Magazine Famiglia
Una di quelle domande a cui, su due piedi, non si sa come rispondere: "Papà, che cos'è la felicità?". L'argomento è talmente soggettivo, uno può essere felice per qualcosa che magari non interessa affatto a un altro o che quest'ultimo addirittura disprezza. E allora, che raccontare a un figlio, che per me la felicità è l'occasione di un sorriso, tanto inaspettato quanto improvviso, che può capitare un giorno qualsiasi nel bel mezzo del trambusto assurdo dell'esistenza? Oppure, che la felicità è quando si accorcia la distanza, quasi sempre insormontabile, fra il dove sono e i tanti dove vorrei essere? Dirgli, per esempio, che non mi basta il tempo che ho per fare ciò che vorrei? Che la vita assieme è soltanto lo scarto, solamente questo, di ciò che ci resta al termine della giornata? Parlargli della mia infelicità, un sentimento in definitiva non più grande, né avvertito con più forza, di quello di ogni altro essere vivente, ma che rimane pur sempre il solo e unico termine di paragone con questa idea o sogno che è la felicità? Come proporgli un contesto così tremendo - l'infelicità - per un argomento che dovrebbe essere, al contrario, il più bello fra tutti? C'è una particolare solitudine che accompagna noi tutti e non è banalmente quella di non avere amici o fratelli o animali con cui parlare o con cui passare il tempo. Siamo fin troppo circondati da voci e i giorni li riempiamo sempre, in un modo o nell'altro. Non viviamo dimenticati nel silenzio, ma persi in un frastuono assordante. La solitudine a cui mi riferisco, invece, è un dialogo mancante con noi stessi o con chi ci è maggiormente vicino. Parole che per esistere dovrebbero fare a meno della voce e delle orecchie e del vento, questo vorrei. Dovrebbe bastare uno sguardo per capirsi ed essere felici e, anche se a volte ciò succede, non è quasi mai così.
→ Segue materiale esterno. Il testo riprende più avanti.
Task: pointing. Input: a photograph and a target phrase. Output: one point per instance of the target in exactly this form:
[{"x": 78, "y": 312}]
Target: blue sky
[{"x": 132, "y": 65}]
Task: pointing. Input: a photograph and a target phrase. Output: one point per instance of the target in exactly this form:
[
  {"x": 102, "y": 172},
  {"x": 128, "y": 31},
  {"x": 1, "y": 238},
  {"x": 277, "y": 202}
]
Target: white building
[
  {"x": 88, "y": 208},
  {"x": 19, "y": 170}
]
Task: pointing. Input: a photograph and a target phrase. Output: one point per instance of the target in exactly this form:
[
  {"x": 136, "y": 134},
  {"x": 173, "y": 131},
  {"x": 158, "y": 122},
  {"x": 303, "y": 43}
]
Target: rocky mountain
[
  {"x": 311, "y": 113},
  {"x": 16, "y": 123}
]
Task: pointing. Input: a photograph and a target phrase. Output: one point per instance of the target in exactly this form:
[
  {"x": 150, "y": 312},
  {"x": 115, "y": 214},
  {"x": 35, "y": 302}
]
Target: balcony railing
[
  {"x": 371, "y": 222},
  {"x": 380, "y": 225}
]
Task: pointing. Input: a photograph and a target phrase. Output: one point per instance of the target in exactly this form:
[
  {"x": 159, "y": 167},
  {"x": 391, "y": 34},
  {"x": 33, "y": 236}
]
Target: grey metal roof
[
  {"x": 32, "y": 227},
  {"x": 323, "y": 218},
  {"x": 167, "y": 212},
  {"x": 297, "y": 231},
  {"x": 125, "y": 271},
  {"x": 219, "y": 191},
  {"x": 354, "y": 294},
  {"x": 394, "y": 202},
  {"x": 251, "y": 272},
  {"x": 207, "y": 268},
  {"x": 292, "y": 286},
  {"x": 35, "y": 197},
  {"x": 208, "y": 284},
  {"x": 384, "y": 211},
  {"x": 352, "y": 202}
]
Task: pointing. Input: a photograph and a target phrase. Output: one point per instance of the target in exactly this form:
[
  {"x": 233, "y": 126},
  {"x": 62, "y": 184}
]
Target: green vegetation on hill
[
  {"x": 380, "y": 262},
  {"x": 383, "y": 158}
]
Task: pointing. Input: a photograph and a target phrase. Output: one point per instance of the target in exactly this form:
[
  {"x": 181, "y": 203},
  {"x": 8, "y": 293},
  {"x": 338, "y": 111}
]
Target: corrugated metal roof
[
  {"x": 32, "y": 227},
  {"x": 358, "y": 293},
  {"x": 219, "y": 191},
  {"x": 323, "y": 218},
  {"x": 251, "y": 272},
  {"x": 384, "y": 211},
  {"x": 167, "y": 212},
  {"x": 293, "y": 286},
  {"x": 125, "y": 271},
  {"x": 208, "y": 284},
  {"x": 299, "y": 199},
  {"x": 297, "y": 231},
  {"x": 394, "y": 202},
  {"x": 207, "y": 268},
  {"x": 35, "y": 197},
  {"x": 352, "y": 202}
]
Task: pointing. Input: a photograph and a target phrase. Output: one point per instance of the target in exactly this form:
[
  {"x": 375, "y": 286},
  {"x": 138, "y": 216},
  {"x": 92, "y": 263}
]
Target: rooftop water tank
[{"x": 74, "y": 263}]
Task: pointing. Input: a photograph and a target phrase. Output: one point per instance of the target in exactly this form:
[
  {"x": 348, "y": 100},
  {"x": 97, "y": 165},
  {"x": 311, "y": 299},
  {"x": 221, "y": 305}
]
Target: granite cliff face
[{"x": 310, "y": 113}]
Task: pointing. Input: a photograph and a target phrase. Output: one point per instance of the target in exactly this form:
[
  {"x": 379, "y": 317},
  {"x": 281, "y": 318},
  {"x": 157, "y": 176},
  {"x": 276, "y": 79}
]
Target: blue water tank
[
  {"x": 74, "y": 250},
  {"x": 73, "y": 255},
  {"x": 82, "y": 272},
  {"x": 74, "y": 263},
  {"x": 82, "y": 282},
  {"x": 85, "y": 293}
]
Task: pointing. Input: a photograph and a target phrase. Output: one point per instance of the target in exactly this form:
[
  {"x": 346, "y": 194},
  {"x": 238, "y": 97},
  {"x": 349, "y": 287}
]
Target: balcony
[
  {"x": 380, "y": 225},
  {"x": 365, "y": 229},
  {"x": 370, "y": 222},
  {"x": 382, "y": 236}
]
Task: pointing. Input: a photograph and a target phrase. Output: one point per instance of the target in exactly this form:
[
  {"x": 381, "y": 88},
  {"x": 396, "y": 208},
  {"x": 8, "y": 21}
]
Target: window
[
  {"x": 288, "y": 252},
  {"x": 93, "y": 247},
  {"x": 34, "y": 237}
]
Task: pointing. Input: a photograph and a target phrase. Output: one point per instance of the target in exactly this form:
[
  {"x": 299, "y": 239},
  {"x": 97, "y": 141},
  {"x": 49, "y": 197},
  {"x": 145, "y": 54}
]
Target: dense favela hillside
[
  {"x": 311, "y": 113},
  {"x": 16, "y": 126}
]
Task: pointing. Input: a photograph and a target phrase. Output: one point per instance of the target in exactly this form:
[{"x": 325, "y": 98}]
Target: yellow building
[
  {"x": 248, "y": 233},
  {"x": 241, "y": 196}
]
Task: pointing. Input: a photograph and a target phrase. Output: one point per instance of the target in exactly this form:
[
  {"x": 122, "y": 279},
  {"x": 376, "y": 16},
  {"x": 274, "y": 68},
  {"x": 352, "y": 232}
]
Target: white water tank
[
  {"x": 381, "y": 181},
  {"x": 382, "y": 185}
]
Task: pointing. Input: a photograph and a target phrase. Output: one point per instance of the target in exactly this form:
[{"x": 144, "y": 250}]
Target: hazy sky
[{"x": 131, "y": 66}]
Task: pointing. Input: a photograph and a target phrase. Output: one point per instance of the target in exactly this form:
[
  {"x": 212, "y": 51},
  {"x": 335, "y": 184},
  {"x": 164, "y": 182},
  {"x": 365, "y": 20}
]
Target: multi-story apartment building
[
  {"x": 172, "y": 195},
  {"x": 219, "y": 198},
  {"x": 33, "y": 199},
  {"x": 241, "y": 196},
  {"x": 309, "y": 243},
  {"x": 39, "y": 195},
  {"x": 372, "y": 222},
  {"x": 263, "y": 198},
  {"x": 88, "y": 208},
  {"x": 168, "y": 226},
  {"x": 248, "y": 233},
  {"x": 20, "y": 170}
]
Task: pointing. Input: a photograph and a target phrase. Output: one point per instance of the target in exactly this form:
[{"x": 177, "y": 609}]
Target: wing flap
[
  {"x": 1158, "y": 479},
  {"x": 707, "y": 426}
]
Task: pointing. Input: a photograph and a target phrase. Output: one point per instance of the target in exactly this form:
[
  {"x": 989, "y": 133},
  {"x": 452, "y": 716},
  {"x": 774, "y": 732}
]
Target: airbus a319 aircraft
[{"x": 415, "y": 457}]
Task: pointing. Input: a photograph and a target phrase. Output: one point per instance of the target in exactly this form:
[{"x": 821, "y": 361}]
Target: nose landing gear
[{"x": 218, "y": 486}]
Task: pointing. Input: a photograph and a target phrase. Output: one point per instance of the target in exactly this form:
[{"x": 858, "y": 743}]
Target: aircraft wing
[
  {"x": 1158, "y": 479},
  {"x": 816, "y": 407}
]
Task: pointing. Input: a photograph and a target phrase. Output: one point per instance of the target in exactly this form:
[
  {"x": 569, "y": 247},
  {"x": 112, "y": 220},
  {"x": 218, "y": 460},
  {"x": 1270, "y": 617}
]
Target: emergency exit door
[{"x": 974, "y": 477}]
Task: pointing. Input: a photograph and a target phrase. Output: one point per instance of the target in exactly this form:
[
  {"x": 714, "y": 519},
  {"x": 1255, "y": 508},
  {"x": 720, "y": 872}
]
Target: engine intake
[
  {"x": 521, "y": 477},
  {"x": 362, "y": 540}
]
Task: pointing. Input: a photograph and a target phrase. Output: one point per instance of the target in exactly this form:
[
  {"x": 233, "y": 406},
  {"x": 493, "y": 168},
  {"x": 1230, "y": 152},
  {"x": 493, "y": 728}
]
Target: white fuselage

Viviamo in maniera distratta, so che è inevitabile, e quel che facciamo non è nostro, ma appartiene al giorno che volge al termine, che finisce proprio quando siamo troppo stanchi, perfino per parlarci o per pensare o ricordare. Ma come dire tutte queste cose a un bambino di cinque anni?
Come fargli capire qualcosa di cui non vorrei avesse mai perfino l'occasione di accorgersi?